Las cestas de mimbre viven entre dos mundos: el de lo natural y lo decorativo. Son funcionales, bonitas y están por todas partes: en baños, cocinas, dormitorios, terrazas. Pero también son una trampa para el polvo, y a menudo, un reto de limpieza para quien intenta hacerlas brillar sin arruinarlas.
En su aspecto rústico hay una vulnerabilidad que se subestima. El mimbre no es plástico, ni metal, ni tela. Es una fibra natural que reacciona mal ante el exceso de humedad, pero también al abandono. Limpiarlas como si fueran una sartén es condenarlas al deterioro. Y, sin embargo, ese error es tan común como pensar que “con un trapo húmedo basta”.
Hay un equilibrio delicado entre limpiar y dañar. El primer paso no es el agua, sino el polvo en seco: aspiradora suave, brocha de cerdas finas o incluso aire comprimido para los huecos más recónditos. La clave está en tratar el mimbre como lo que es: un tejido vegetal frágil.
Un tejido vegetal
En realidad, hay un equilibrio delicado entre limpiar y dañar. El primer paso no es el agua, sino el polvo en seco: aspiradora suave, brocha de cerdas finas o incluso aire comprimido para los huecos más recónditos. La clave está en tratar el mimbre como lo que es: un tejido vegetal frágil.
Después viene el agua, sí, pero con mesura. Una solución jabonosa suave, preferiblemente con jabón de pH neutro, aplicada con un paño humedecido (no empapado), es suficiente. El error fatal: sumergir la cesta. Porque el mimbre absorbe agua, se deforma y puede enmohecer en pocas horas si no se seca correctamente.
El secado es otra parte crítica. Lo ideal es dejarla al aire libre, en sombra, con buena ventilación. Nada de sol directo, ni radiadores. Acelerar el secado solo rompe la fibra. Y si hay manchas difíciles, nada de productos abrasivos.

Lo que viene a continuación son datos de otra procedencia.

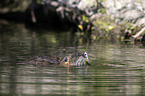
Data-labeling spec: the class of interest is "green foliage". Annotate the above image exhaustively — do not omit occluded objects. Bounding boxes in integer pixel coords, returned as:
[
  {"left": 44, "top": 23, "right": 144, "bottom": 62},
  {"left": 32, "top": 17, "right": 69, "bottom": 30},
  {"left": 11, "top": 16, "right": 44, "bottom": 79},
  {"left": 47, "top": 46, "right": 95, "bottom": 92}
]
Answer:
[
  {"left": 82, "top": 15, "right": 89, "bottom": 23},
  {"left": 100, "top": 8, "right": 106, "bottom": 14}
]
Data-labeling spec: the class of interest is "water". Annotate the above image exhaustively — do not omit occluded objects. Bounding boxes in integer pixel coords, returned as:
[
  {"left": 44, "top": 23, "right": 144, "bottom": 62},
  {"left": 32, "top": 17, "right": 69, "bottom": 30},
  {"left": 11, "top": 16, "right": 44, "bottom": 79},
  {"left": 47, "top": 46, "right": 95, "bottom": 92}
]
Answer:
[{"left": 0, "top": 23, "right": 145, "bottom": 96}]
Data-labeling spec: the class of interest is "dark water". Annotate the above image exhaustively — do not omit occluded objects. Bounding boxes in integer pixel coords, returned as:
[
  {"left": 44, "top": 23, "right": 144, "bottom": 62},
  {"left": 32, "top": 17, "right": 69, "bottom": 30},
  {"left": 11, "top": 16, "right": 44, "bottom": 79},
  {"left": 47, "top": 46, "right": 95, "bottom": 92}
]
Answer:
[{"left": 0, "top": 23, "right": 145, "bottom": 96}]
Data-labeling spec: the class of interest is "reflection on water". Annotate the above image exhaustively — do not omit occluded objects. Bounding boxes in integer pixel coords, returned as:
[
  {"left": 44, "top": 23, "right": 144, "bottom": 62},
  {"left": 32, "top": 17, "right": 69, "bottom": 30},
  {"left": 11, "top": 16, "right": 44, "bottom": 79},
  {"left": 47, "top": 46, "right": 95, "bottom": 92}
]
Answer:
[{"left": 0, "top": 24, "right": 145, "bottom": 96}]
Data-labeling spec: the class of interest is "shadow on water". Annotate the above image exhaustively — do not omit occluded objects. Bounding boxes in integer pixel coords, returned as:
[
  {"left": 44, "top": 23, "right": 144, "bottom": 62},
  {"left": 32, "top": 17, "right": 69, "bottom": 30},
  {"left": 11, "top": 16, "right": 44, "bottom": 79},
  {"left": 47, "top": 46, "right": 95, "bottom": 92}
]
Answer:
[{"left": 0, "top": 24, "right": 145, "bottom": 96}]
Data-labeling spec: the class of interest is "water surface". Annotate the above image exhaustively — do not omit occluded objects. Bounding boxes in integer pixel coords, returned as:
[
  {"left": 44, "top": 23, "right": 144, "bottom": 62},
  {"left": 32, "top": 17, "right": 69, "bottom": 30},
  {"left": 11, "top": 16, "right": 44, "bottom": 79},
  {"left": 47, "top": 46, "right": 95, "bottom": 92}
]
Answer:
[{"left": 0, "top": 23, "right": 145, "bottom": 96}]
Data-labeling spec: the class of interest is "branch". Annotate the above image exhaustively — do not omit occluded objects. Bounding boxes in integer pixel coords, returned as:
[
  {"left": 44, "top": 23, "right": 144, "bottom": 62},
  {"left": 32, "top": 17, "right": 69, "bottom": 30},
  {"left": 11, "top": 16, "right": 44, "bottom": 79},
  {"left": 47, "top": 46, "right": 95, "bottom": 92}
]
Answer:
[{"left": 132, "top": 27, "right": 145, "bottom": 39}]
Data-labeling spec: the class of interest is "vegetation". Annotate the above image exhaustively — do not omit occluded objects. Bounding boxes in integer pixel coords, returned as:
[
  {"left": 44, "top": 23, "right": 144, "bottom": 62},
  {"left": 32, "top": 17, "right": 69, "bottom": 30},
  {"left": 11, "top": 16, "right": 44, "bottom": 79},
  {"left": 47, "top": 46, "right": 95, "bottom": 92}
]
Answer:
[{"left": 0, "top": 0, "right": 145, "bottom": 39}]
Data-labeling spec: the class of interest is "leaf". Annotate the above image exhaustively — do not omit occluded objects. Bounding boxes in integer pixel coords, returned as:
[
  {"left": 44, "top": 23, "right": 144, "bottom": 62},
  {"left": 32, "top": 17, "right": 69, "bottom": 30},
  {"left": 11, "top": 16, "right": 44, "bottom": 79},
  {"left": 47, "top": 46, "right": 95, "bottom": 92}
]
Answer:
[{"left": 78, "top": 25, "right": 83, "bottom": 30}]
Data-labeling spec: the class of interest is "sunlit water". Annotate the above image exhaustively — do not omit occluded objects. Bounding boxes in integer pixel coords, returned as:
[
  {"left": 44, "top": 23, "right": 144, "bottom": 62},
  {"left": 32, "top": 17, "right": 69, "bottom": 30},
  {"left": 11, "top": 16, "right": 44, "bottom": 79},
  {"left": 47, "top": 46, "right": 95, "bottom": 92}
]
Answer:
[{"left": 0, "top": 24, "right": 145, "bottom": 96}]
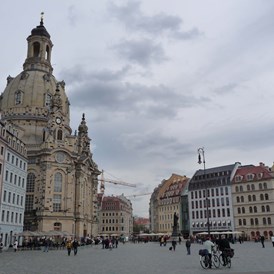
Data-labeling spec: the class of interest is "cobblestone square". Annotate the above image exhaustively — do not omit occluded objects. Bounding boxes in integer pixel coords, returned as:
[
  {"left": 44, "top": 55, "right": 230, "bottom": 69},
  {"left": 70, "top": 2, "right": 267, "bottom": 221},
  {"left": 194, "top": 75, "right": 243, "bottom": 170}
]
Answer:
[{"left": 0, "top": 242, "right": 274, "bottom": 274}]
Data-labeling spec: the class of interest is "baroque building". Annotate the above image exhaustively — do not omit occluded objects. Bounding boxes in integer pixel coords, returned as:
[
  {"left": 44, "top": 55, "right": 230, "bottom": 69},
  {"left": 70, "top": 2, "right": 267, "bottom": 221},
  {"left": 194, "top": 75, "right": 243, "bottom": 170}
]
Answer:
[
  {"left": 0, "top": 18, "right": 100, "bottom": 237},
  {"left": 150, "top": 174, "right": 189, "bottom": 235},
  {"left": 232, "top": 163, "right": 274, "bottom": 239},
  {"left": 0, "top": 121, "right": 28, "bottom": 249},
  {"left": 188, "top": 163, "right": 240, "bottom": 235},
  {"left": 99, "top": 195, "right": 133, "bottom": 237}
]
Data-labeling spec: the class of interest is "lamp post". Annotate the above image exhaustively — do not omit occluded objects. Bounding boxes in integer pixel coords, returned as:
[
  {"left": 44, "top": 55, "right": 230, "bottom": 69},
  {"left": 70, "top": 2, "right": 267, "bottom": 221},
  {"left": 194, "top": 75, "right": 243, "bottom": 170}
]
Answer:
[{"left": 198, "top": 147, "right": 210, "bottom": 235}]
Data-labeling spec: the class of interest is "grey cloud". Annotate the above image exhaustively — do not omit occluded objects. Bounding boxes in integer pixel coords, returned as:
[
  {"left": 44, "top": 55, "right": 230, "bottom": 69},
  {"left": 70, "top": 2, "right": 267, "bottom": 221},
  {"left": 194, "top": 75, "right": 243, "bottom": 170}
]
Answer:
[
  {"left": 62, "top": 67, "right": 210, "bottom": 119},
  {"left": 112, "top": 39, "right": 167, "bottom": 66},
  {"left": 109, "top": 1, "right": 201, "bottom": 40},
  {"left": 213, "top": 83, "right": 238, "bottom": 94}
]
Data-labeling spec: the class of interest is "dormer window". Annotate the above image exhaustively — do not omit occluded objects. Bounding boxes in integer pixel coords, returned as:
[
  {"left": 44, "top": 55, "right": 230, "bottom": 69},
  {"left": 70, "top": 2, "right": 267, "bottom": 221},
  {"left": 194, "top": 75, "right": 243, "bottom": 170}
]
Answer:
[
  {"left": 246, "top": 173, "right": 254, "bottom": 181},
  {"left": 257, "top": 173, "right": 263, "bottom": 179},
  {"left": 235, "top": 175, "right": 243, "bottom": 183},
  {"left": 15, "top": 90, "right": 23, "bottom": 105}
]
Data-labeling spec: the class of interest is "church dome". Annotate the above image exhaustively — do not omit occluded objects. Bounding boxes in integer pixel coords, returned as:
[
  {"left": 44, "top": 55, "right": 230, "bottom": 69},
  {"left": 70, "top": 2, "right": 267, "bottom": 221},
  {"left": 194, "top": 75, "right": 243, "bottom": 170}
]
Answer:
[{"left": 0, "top": 18, "right": 71, "bottom": 144}]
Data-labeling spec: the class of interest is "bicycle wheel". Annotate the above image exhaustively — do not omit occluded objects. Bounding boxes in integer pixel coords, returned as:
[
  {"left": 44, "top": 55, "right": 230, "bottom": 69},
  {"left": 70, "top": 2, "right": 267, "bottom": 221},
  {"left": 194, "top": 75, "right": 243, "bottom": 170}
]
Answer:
[
  {"left": 200, "top": 256, "right": 209, "bottom": 269},
  {"left": 212, "top": 254, "right": 220, "bottom": 268}
]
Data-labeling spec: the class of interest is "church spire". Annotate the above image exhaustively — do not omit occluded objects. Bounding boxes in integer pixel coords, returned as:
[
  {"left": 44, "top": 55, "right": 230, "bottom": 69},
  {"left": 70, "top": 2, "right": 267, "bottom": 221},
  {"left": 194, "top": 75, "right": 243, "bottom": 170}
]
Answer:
[{"left": 23, "top": 12, "right": 53, "bottom": 74}]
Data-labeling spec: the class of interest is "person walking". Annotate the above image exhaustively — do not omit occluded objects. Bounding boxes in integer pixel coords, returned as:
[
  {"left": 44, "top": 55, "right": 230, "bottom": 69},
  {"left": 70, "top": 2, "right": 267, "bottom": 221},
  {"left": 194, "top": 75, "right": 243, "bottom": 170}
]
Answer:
[
  {"left": 186, "top": 238, "right": 191, "bottom": 255},
  {"left": 171, "top": 238, "right": 177, "bottom": 251},
  {"left": 271, "top": 235, "right": 274, "bottom": 247},
  {"left": 218, "top": 235, "right": 230, "bottom": 266},
  {"left": 261, "top": 235, "right": 264, "bottom": 248},
  {"left": 13, "top": 240, "right": 18, "bottom": 252},
  {"left": 204, "top": 236, "right": 215, "bottom": 268},
  {"left": 72, "top": 239, "right": 79, "bottom": 256},
  {"left": 66, "top": 240, "right": 72, "bottom": 256}
]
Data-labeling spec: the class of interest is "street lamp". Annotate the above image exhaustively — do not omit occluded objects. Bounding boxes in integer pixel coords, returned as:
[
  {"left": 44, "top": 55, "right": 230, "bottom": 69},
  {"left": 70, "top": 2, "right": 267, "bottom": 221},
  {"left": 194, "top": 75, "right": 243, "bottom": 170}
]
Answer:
[{"left": 198, "top": 147, "right": 210, "bottom": 235}]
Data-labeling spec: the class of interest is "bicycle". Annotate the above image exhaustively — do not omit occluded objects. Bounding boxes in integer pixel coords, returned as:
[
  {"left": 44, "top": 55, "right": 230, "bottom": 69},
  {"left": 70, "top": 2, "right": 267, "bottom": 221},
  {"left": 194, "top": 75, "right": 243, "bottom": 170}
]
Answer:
[
  {"left": 199, "top": 249, "right": 220, "bottom": 269},
  {"left": 219, "top": 248, "right": 234, "bottom": 268}
]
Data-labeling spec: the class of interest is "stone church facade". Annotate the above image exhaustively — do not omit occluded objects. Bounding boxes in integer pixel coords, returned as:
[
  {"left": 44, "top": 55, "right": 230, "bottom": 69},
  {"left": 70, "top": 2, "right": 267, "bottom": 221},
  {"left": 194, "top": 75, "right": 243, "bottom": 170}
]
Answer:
[{"left": 0, "top": 18, "right": 100, "bottom": 237}]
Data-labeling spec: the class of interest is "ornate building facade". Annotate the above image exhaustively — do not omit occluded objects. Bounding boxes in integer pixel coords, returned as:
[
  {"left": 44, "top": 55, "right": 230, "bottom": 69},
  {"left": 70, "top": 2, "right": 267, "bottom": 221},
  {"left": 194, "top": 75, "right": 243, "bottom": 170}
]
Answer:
[
  {"left": 0, "top": 121, "right": 28, "bottom": 249},
  {"left": 99, "top": 195, "right": 133, "bottom": 237},
  {"left": 0, "top": 18, "right": 100, "bottom": 237},
  {"left": 232, "top": 163, "right": 274, "bottom": 239},
  {"left": 150, "top": 174, "right": 189, "bottom": 235}
]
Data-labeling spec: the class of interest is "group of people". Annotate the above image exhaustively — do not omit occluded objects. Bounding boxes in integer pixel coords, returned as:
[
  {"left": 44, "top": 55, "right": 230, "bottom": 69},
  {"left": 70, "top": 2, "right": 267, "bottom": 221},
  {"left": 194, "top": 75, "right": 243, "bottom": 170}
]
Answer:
[{"left": 204, "top": 235, "right": 231, "bottom": 268}]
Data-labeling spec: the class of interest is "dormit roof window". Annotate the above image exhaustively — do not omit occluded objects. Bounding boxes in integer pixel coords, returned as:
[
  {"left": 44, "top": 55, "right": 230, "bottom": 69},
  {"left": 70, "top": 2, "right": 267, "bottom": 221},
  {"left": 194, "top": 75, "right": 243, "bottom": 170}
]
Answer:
[{"left": 246, "top": 173, "right": 254, "bottom": 181}]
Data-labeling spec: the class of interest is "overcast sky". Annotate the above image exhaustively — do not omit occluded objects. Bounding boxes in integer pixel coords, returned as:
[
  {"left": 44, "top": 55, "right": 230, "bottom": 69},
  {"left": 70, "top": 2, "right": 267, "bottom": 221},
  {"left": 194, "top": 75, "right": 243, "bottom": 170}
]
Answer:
[{"left": 0, "top": 0, "right": 274, "bottom": 217}]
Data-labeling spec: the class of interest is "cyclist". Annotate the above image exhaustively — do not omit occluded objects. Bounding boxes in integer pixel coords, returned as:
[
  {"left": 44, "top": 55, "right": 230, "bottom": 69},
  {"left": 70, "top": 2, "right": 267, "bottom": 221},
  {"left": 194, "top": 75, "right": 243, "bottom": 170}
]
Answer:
[
  {"left": 204, "top": 236, "right": 215, "bottom": 268},
  {"left": 218, "top": 235, "right": 230, "bottom": 266}
]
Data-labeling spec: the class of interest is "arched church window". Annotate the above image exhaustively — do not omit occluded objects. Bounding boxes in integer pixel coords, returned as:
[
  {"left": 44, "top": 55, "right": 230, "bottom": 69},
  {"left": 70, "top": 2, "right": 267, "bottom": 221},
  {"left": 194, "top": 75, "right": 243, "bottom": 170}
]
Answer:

No a las reliquias polvorientas
Otra recomendación que suele olvidarse es el mantenimiento periódico. No se trata solo de limpiarlas cuando ya parecen una reliquia polvorienta. Un cuidado mensual, incluso sin suciedad visible, prolonga su vida útil y mantiene su aspecto original. La prevención, en este caso, también limpia.
Finalmente, si la cesta ya muestra signos de deterioro –grietas, color apagado, mal olor–, es probable que el problema no sea solo la limpieza, sino un entorno poco favorable: demasiada humedad, exposición solar prolongada, o simplemente uso inadecuado. En esos casos, puede que el mejor favor sea jubilarla con dignidad o tratar de modificar su emplazamiento.
Como fibra vegetal que son, las cestas de mimbre no resultan eternas, pero sí longevas si se cuidan bien. Y en tiempos de consumo rápido, ese gesto de conservar lo que tenemos cobra un valor distinto. Porque limpiar también es una forma de respetar lo que usamos. Y el mimbre, con su fragilidad noble, lo merece.